The pattern in most of these cases is clear. The client would retain petitioner. Petitioner would settle the case, usually without his client's knowledge or consent. Petitioner would forge or cause to be forged his client's signature on the settlement checks. He would then misappropriate most if not all of his client's proceeds. And in many cases, when petitioner issued a check to his client, the check would be returned because of insufficient funds.

In other matters, the client would retain petitioner and petitioner would fail to perform services for him. Attempts to contact petitioner concerning the status of his case would be unsuccessful.
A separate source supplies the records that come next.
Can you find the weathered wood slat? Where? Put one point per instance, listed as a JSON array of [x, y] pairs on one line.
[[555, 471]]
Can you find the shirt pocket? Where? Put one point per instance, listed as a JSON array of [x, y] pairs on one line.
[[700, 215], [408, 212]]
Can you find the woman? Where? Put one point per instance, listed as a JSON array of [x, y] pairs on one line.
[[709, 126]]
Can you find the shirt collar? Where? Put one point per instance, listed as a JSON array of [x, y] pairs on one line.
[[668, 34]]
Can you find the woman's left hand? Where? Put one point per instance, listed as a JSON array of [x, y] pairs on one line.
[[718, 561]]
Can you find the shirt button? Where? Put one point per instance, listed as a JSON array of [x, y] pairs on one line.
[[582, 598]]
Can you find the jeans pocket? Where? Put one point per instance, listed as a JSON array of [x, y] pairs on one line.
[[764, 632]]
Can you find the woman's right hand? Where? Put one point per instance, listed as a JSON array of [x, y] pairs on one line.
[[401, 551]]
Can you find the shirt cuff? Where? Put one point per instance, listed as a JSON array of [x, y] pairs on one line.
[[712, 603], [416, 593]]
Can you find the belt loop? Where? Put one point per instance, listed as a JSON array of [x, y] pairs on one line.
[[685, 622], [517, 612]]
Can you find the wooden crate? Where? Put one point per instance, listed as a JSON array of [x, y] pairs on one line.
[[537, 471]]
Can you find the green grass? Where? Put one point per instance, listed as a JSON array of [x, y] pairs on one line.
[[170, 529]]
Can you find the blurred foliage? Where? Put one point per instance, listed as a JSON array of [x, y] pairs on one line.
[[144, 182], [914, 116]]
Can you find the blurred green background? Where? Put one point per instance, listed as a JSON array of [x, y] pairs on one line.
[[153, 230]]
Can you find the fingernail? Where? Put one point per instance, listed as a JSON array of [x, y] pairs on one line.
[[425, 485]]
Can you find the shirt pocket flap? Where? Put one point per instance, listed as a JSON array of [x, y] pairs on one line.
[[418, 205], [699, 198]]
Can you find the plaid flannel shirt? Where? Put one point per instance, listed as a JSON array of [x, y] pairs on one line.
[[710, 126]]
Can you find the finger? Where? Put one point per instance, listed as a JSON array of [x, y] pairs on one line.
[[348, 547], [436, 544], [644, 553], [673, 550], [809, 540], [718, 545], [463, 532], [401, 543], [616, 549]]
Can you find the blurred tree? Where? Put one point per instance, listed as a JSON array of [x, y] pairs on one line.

Petitioner first contends he was denied due process when the hearing panel denied his request to continue the hearings to permit his newly retained counsel to familiarize himself with petitioner's case. In order to properly analyze this claim, a review of the procedural history of the present proceeding is necessary.

In October of 1982, copies of the two notices to show cause which instituted the disciplinary proceedings (see ante, fn. 2) were served on an attorney authorized by petitioner to accept service. Approximately three months later, at the first hearing in L.A. 3643, petitioner appeared with counsel, Arnold Stone. 7 At the hearing, Stone requested a continuance. The hearing panel continued the matter two weeks to provide petitioner an opportunity to submit a written motion for a continuance. 8 Petitioner did not file a motion and the hearing proceeded as scheduled. Petitioner did not appear.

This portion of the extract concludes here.